O presidente dos Estados Unidos, Donald Trump, anunciou que o Irã tem apenas 48 horas para cumprir o prazo de abertura do Estreito de Ormuz. A declaração foi feita na rede social Truth Social no sábado, 4 de abril de 2026, e reiterou a ameaça de "inferno" caso o acordo não seja firmado.

O prazo original de 10 dias foi concedido em março, com extensão concedida em abril sob a justificativa de "continuidade nas conversas". O Irã nega que as negociações estejam em andamento e acusa a mídia americana de distorcer sua posição.
- 10 dias concedidos – início em 25/03/2026
- Prorrogação anunciada – 01/04/2026
- Prazo final – 06/04/2026, 48 horas restantes

Qual a postura do Irã diante da pressão americana?

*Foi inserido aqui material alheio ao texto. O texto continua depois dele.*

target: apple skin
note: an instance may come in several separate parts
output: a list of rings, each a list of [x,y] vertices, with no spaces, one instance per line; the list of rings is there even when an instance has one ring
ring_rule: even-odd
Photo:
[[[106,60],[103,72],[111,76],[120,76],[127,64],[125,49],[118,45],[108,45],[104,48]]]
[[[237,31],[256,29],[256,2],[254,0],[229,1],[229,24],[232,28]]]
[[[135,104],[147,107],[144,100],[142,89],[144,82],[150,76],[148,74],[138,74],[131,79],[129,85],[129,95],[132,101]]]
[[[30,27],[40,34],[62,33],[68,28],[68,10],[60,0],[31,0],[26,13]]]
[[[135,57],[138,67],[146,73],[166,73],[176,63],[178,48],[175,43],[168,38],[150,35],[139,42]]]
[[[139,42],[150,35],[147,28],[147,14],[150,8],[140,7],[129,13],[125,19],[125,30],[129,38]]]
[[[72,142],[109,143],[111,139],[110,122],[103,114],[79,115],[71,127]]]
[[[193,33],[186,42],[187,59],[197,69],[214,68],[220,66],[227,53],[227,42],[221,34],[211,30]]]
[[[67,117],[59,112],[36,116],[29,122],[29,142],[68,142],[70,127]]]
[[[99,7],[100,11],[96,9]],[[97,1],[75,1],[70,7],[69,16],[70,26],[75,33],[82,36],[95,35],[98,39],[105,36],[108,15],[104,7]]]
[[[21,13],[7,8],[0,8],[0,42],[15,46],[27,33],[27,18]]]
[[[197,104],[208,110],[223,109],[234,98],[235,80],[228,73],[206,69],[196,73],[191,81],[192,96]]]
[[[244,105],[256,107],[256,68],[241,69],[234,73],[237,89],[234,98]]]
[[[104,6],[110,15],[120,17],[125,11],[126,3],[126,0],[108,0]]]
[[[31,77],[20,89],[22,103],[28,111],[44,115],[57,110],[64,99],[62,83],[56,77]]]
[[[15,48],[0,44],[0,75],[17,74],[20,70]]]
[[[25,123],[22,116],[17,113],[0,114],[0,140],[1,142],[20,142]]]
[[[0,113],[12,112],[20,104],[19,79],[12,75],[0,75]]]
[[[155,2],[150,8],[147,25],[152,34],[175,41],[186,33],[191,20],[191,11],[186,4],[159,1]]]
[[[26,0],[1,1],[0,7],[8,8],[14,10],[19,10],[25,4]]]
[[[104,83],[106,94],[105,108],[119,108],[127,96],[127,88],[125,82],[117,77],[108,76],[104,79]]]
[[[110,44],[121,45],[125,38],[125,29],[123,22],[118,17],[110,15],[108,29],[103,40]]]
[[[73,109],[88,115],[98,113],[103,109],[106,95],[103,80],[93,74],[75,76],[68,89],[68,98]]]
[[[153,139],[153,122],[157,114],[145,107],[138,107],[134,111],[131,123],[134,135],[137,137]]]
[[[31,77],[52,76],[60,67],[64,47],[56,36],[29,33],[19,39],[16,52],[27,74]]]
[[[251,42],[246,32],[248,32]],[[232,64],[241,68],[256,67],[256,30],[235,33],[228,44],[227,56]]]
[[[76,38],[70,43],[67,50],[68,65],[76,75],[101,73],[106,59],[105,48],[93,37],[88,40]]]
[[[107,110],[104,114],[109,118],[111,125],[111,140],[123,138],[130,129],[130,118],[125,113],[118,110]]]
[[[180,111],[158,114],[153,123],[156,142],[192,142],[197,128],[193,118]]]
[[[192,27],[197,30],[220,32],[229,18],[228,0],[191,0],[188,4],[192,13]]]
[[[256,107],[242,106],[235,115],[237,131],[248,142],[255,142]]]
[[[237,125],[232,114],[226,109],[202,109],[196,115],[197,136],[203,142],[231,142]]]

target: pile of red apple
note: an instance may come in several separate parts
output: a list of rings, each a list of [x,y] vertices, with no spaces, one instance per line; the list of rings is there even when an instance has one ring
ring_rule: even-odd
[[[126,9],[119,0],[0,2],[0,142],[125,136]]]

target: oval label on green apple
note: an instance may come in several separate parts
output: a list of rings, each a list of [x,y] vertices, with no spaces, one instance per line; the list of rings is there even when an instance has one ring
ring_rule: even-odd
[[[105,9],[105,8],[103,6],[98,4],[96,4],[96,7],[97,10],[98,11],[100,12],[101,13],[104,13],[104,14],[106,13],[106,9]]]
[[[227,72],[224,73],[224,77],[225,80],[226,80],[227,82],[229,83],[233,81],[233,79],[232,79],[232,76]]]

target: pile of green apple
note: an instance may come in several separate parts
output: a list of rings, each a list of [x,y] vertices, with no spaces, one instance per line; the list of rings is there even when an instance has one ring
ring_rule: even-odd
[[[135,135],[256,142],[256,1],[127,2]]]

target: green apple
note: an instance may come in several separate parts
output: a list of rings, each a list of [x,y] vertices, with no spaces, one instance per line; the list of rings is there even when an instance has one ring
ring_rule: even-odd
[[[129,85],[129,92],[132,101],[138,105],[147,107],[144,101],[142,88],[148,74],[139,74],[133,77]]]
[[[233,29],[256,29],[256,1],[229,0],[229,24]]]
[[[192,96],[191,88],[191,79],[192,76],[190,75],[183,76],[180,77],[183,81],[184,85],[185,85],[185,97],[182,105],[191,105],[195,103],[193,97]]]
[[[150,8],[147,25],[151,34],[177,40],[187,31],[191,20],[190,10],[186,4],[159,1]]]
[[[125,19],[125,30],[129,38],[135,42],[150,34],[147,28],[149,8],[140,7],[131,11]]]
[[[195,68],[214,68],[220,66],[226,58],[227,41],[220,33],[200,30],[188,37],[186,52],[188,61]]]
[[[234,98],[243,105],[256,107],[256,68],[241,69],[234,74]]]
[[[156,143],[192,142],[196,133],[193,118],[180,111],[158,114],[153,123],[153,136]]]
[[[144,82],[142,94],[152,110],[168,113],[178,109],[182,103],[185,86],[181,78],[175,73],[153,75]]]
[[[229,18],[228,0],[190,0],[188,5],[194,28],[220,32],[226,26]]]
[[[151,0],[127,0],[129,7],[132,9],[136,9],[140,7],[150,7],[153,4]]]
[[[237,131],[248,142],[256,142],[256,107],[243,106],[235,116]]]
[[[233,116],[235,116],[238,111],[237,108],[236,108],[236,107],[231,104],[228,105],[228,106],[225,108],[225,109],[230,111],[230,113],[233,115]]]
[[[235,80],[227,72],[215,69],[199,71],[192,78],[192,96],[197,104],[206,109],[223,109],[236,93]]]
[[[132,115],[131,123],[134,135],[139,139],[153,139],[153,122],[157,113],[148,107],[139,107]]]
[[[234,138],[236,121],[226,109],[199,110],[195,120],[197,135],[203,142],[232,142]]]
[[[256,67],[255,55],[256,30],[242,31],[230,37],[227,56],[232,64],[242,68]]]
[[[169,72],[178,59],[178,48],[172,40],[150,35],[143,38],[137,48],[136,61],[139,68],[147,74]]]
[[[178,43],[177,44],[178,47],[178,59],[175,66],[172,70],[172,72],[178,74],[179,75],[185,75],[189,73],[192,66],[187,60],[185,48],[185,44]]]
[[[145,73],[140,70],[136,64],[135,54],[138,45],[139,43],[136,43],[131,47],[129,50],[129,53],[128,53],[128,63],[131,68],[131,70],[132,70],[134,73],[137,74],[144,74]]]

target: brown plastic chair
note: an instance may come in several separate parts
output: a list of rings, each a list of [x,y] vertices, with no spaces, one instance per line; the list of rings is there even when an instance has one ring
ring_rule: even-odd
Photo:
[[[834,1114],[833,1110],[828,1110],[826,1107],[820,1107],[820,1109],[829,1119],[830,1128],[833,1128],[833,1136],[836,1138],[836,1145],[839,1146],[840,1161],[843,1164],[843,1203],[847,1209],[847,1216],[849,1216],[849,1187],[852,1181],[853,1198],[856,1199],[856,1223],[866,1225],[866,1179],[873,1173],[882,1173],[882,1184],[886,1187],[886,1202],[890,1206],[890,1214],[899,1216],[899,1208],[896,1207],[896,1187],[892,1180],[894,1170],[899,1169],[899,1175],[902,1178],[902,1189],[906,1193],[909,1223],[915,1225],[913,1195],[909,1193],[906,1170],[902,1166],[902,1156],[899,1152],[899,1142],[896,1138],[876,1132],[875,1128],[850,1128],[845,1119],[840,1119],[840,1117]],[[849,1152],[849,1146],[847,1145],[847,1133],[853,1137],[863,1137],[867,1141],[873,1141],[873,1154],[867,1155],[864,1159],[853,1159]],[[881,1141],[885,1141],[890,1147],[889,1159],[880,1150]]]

O ministro das Relações Exteriores iraniano, Abbas Araghchi, afirmou que o país aceita mediações internacionais, inclusive as do Paquistão, desde que haja "condições claras". Ele descreveu a cobertura americana como "deturpada".
Autoridades iranianas relataram o abatimento de duas aeronaves militares dos EUA no Golfo Pérsico na sexta‑feira, 3 de abril. Entre as aeronaves abatidas estava um caça F‑15E; um piloto foi resgatado, o outro permanece desaparecido.

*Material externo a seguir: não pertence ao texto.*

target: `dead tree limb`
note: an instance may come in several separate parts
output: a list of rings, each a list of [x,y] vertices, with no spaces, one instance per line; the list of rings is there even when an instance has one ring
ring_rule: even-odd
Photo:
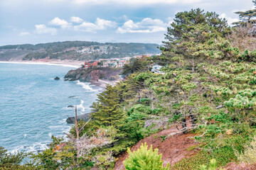
[[[75,106],[75,132],[76,132],[76,134],[77,134],[77,140],[79,140],[79,130],[78,130],[78,108],[77,108],[77,106]]]
[[[88,121],[87,121],[87,123],[85,123],[85,125],[83,125],[83,126],[81,128],[80,128],[79,130],[78,130],[78,132],[81,132],[81,130],[85,128],[85,126],[90,122],[90,120],[92,119],[92,118],[90,118],[90,119],[89,119],[89,120]]]

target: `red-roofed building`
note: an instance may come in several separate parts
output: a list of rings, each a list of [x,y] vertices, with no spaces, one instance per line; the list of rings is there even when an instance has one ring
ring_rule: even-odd
[[[85,62],[85,68],[87,69],[89,67],[97,67],[98,61],[89,61],[89,62]]]

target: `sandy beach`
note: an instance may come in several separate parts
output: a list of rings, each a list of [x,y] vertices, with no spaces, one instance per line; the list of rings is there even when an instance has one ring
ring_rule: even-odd
[[[79,68],[84,64],[82,61],[77,60],[32,60],[29,61],[12,60],[12,61],[0,61],[0,63],[16,63],[16,64],[48,64],[48,65],[61,65],[63,67]]]

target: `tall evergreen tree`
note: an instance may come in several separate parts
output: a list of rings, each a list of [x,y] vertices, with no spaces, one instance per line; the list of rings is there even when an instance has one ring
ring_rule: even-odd
[[[254,6],[256,6],[256,1],[252,1]],[[245,12],[242,11],[237,11],[235,12],[239,15],[240,21],[235,22],[233,24],[235,25],[236,26],[247,26],[248,23],[255,24],[256,19],[256,7],[255,9],[247,10]]]
[[[94,113],[92,114],[95,125],[117,126],[122,118],[117,89],[107,85],[105,91],[97,96],[97,101],[92,105]]]
[[[215,12],[205,13],[200,8],[180,12],[168,28],[166,41],[161,50],[170,62],[178,67],[190,67],[193,72],[202,60],[224,56],[218,43],[223,42],[228,33],[227,21]]]

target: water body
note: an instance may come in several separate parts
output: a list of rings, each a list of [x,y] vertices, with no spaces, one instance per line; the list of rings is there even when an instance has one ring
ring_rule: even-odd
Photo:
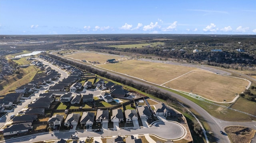
[[[35,55],[38,54],[39,54],[39,53],[41,53],[42,52],[45,52],[45,51],[34,51],[34,52],[33,52],[32,53],[29,53],[28,54],[19,55],[15,56],[15,58],[17,58],[17,57],[19,57],[30,56],[32,56],[32,55]]]

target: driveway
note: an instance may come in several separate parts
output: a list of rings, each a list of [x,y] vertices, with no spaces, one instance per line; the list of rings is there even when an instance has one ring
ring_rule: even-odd
[[[114,130],[117,130],[118,129],[119,129],[119,122],[113,122],[114,125]]]
[[[106,130],[108,129],[108,123],[102,123],[102,129]]]
[[[134,129],[140,129],[140,125],[139,125],[139,122],[138,121],[138,119],[135,119],[132,120],[133,122],[133,126],[134,126]]]
[[[146,118],[141,118],[141,121],[142,122],[142,125],[145,127],[148,127],[148,121]]]

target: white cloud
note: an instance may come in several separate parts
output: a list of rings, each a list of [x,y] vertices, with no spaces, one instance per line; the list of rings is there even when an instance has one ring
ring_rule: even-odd
[[[84,26],[84,29],[87,29],[89,30],[91,28],[91,27],[90,26]]]
[[[215,25],[215,24],[211,24],[210,25],[208,25],[205,28],[204,28],[203,30],[205,32],[216,32],[218,31],[219,29],[218,28],[216,29],[214,28],[216,27],[216,25]]]
[[[132,28],[132,30],[138,29],[139,28],[140,28],[140,27],[143,25],[142,24],[139,23],[138,24],[138,25],[137,25],[137,26],[136,26],[136,27],[134,28]]]
[[[39,25],[32,25],[30,26],[30,28],[37,28],[38,27],[38,26]]]
[[[124,30],[130,30],[132,27],[132,25],[129,25],[126,23],[124,25],[122,26],[122,27],[119,29]]]
[[[221,29],[220,31],[224,32],[229,32],[232,31],[232,28],[230,26],[228,26],[228,27],[225,27],[224,28]]]
[[[161,20],[161,19],[158,18],[158,19],[157,20],[158,20],[159,22],[161,22],[161,23],[164,23],[164,22],[163,22],[163,21],[162,21],[162,20]]]
[[[162,31],[172,31],[174,29],[176,28],[177,27],[177,23],[178,22],[176,21],[174,22],[173,23],[172,23],[170,25],[168,26],[167,28],[164,28],[162,29]],[[174,29],[176,30],[176,29]]]
[[[161,26],[160,26],[158,24],[158,22],[156,22],[155,24],[153,23],[153,22],[151,22],[150,25],[145,25],[143,27],[143,30],[144,31],[148,31],[148,30],[151,30],[152,29],[154,29],[155,28],[160,28]]]
[[[239,26],[236,28],[236,31],[238,32],[245,32],[249,30],[249,27],[243,28],[242,26]]]
[[[98,30],[100,31],[104,31],[105,30],[107,30],[110,28],[110,27],[109,26],[103,26],[103,27],[100,27],[99,26],[96,26],[94,27],[94,29],[92,30],[94,31],[96,31]]]

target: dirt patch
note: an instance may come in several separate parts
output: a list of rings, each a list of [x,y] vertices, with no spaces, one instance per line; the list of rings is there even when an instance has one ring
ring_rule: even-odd
[[[232,143],[250,143],[256,131],[249,127],[238,126],[227,127],[224,130]]]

Durante a busca pelo piloto desaparecido, dois helicópteros Black Hawk foram atingidos, mas conseguiram deixar o espaço aéreo iraniano. A televisão estatal iraniana ofereceu recompensa de US$ 60 mil por informações que levem à captura do militar.
Como os Estados Unidos responderam ao incidente?
O Pentágono emitiu comunicado confirmando a perda do F‑15E e a busca ativa pelo piloto desaparecido. As Forças Armadas dos EUA declararam que continuarão operando na região para garantir a livre passagem de navios.
O Departamento de Estado dos EUA reiterou que o prazo de 48 horas permanece em vigor e que medidas adicionais serão adotadas caso o Irã não cumpra a exigência. Não foram especificados quais seriam os próximos passos militares ou econômicos.
Paquistão, citado como potencial mediador, declarou disposição para facilitar um acordo, mas pediu clareza nas "condições" exigidas pelos EUA. A Organização das Nações Unidas ainda não emitiu pronunciamento oficial.
Quais são as implicações jurídicas e econômicas?
O Estreito de Ormuz está sob a jurisdição da Convenção das Nações Unidas sobre o Direito do Mar (UNCLOS), que garante passagem inocente para navios civis. Qualquer bloqueio poderia ser considerado violação internacional.
Analistas de mercado apontam que a interrupção do tráfego de petróleo no estreito pode elevar o preço do Brent em até 3 dólares por barril. Países dependentes de importação de energia monitoram a situação de perto.
Até o momento, as companhias de navegação têm redirecionado parte da frota para rotas alternativas, aumentando custos logísticos. O aumento de seguros marítimos também foi registrado.
O que acontece agora?
Com o relógio marcando 48 horas, a comunidade internacional aguarda uma resposta iraniana ou uma ação coordenada dos EUA. Enquanto isso, navios militares norte‑americanos permanecem em patrulha ao largo do estreito.
O futuro imediato dependerá de negociações mediadas, possíveis sanções adicionais ou, em último caso, intervenção militar. O cenário permanece volátil e será acompanhado em tempo real pelos órgãos de segurança e imprensa.